The sudden onset of diplomacy has produced a widespread skepticism that I find baffling. Remember, the purpose of air strikes is not to topple Assad. It can’t prevent the attack that has already happened. All it can do is prevent him – and, to a lesser extent, future dictators — from using chemical weapons. The skeptical reactions I’ve seen, from the likes of Jeff Goldberg, Julia Ioffe, and Max Fisher all seem to lose sight of this, judging diplomacy against a standard of success higher than the air strikes could possibly have achieved.
Ross Douthat thinks the speech should not have taken place:
A prime time presidential address should either announce a policy course or make a specific appeal to Congress; it should not be wasted on a situation where the course is so unclear and the appeal so vague and undirected. Yes, it’s been on the schedule since last week, but there is no rule saying that a president must speak when he’s announced that he will speak if significant events intervene.

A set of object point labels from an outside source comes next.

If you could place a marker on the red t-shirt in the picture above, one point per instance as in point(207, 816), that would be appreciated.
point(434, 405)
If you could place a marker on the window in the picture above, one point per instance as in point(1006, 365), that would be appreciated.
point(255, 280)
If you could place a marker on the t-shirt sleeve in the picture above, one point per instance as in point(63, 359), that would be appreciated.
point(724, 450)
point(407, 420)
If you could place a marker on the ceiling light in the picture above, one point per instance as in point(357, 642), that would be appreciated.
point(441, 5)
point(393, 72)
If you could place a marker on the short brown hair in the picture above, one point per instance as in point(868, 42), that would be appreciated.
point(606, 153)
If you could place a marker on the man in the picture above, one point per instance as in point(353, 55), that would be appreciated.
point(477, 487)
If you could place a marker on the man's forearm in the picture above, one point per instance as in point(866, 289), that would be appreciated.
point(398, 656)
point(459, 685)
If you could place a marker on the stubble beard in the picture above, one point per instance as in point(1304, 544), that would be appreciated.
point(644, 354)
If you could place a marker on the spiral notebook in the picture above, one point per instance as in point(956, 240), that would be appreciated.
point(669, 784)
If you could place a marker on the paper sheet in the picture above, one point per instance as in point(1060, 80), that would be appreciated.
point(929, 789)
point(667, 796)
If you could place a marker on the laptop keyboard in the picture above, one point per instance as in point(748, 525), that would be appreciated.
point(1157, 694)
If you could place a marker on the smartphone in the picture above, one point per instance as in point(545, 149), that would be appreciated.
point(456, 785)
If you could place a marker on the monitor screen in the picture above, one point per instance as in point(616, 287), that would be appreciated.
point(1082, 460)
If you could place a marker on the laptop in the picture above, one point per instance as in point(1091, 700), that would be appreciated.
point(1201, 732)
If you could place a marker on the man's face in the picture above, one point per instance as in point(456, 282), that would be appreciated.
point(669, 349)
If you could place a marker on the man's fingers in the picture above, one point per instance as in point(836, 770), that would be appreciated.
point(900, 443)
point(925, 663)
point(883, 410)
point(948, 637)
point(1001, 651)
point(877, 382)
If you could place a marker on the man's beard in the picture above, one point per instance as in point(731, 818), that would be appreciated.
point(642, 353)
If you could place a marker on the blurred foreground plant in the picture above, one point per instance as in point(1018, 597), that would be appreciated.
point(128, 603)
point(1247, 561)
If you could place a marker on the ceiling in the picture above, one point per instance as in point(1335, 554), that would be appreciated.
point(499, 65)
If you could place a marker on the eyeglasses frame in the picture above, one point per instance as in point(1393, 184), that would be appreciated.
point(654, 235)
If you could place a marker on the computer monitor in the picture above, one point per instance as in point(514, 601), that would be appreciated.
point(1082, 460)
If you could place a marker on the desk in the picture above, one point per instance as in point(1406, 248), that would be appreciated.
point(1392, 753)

And after the Russian gambit and the Congressional vote’s postponement, it would have been the better part of valor to simply postpone this speech as well.
It’s impossible to take seriously Obama’s claim that he doesn’t think “world’s policeman” is the proper U.S. role when he is delivering a speech defending the necessity of enforcing an international norm with military action. He recycled several of his officials’ worst fear-mongering arguments about proliferation, Iran, and terrorism, but these have not improved through repeated assertion. All in all, this was a speech that Obama didn’t need to give, and he said nothing that would persuade anyone not already supportive of his policy.